Senator Patty Murray convened an education roundtable at North Seattle College Thursday to draw attention to what she characterises as significant cuts to public education funding implemented by the Trump administration, changes she argues will harm students and educational institutions across Washington state and the nation.
“They cut off billions that schools had been counting on to make their budgets work. Many years ago, I was on a school board. We counted on that federal funding,” Murray stated, drawing on her own experience in local education governance to illustrate the importance of federal support for school district operations.
The roundtable included educators from various levels and a former Department of Education employee who described her termination earlier this year as part of broader workforce reductions at the agency.
“I was responsible for canceling millions of dollars in student debt for our most vulnerable borrowers across the country. I was unlawfully fired in March along with 1,400 of my colleagues,” stated Rachel Gittleman, describing mass layoffs that eliminated positions focused on student debt relief programmes serving low-income borrowers.
In the past week, Department of Education Secretary Linda McMahon announced six new interagency partnerships she characterises as streamlining federal bureaucracy by redistributing education responsibilities to other federal agencies and returning greater authority to state governments rather than maintaining centralised federal oversight.
President Trump has repeatedly stated his intention to eliminate the Department of Education entirely, fulfilling a long-standing conservative policy goal of removing federal involvement in education and returning complete control to states and local communities.
“They wanna take their children back and really teach their children individually. Probably the cost will be half, and the education will be maybe many, many times better,” Trump stated during a press conference, articulating his belief that federal education programmes are inefficient and inferior to local control.

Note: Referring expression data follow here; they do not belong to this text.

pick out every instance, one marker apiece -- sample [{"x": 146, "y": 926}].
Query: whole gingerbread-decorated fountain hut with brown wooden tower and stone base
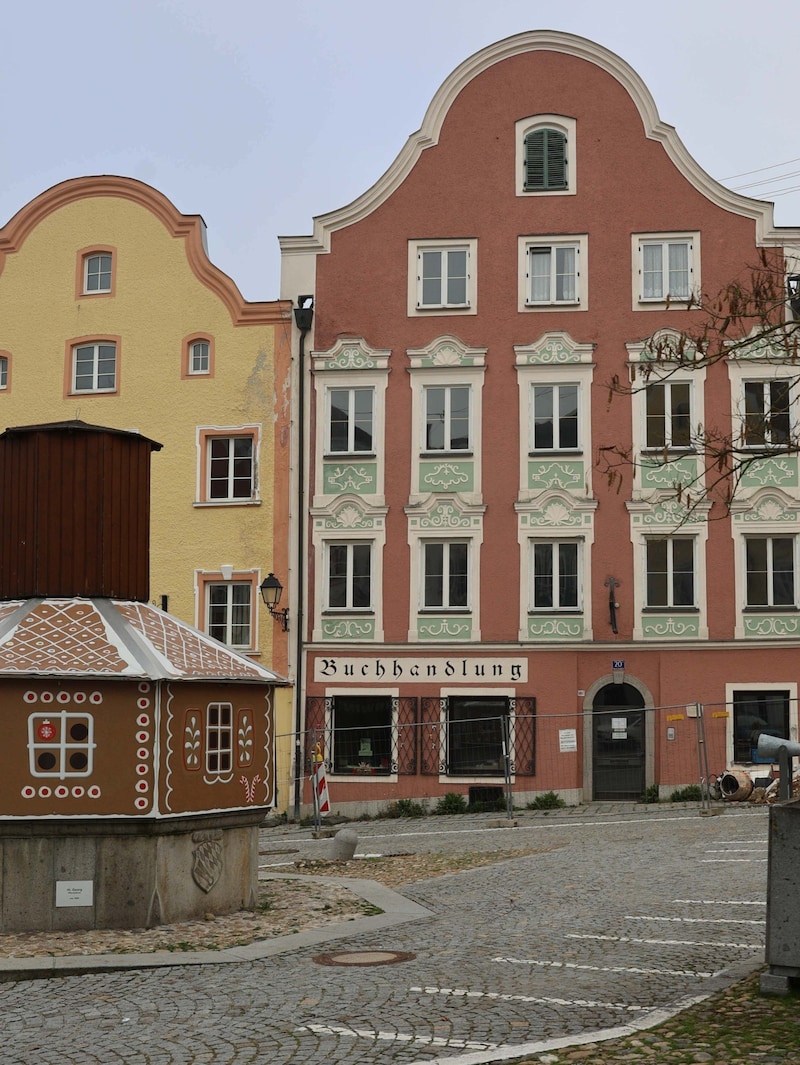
[{"x": 138, "y": 761}]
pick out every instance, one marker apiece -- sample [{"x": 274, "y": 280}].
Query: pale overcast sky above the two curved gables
[{"x": 260, "y": 114}]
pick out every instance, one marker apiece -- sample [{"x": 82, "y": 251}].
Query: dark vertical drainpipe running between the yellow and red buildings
[{"x": 304, "y": 317}]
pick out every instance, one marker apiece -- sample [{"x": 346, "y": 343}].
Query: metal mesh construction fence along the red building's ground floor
[{"x": 427, "y": 751}]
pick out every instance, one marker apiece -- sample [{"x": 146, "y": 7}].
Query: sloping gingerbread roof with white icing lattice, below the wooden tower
[{"x": 102, "y": 637}]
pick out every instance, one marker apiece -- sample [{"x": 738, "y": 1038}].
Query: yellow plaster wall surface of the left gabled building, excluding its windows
[{"x": 165, "y": 290}]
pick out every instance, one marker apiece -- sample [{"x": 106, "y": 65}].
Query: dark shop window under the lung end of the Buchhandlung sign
[{"x": 476, "y": 735}]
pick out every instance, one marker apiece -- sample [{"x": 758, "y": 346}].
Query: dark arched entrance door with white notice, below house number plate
[{"x": 619, "y": 744}]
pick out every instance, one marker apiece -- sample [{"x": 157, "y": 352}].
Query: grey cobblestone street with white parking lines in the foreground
[{"x": 619, "y": 917}]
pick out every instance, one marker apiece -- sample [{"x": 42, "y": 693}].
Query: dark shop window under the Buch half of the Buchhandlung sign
[{"x": 363, "y": 734}]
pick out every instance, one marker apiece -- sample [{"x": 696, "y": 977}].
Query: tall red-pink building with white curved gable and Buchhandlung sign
[{"x": 479, "y": 604}]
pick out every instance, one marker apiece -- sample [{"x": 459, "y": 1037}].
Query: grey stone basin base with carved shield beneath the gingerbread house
[{"x": 124, "y": 875}]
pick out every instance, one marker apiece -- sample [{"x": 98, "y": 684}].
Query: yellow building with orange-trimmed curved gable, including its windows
[{"x": 112, "y": 314}]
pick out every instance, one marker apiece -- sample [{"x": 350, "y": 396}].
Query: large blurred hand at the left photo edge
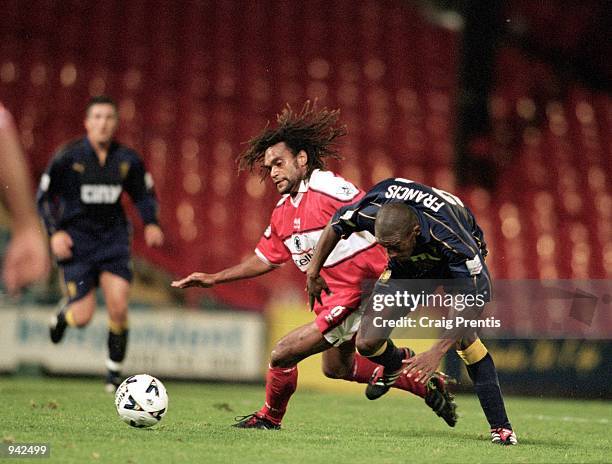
[{"x": 26, "y": 261}]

“I have been hearing people say ‘dismantle the Department of Education, get rid of the Department of Education’ in some kind of 10 second soundbite, throwaway line forever, but under this administration, under the Project 2025 agenda, this was a critical part of it, and we are now seeing Trump’s Secretary McMahon put that in place,” Murray stated, connecting current policy changes to the conservative Project 2025 policy blueprint that outlined plans for restructuring or eliminating federal agencies including the Department of Education.
Currently, the federal government provides essential funding for education to local school districts, community colleges, and universities that supplement state and local tax revenues supporting educational operations.
“At Seattle colleges, we get about 31 million of federal funding, both through the Pell grant program, but also some direct grants,” stated Dr. Rachel Solemsaas, President of North Seattle College, quantifying the federal financial support her institution relies upon to serve students, particularly low-income students accessing higher education through Pell grants.
As the policy debate continues circulating through political discourse, local educators argue that eliminating the Department of Education or significantly reducing federal education funding will disproportionately impact students already struggling to access quality education, particularly those from low-income families, students with disabilities who receive federally mandated services, and students attending under-resourced schools in economically disadvantaged communities.
The Department of Education currently administers numerous programmes including Title I funding for schools serving high percentages of low-income students, special education funding mandated by the Individuals with Disabilities Education Act, Pell grants enabling low-income students to attend college, student loan programmes, civil rights enforcement ensuring equal educational access, and research initiatives studying educational effectiveness. Eliminating the department would require either transferring these functions to other agencies, devolving them entirely to states, or eliminating them altogether.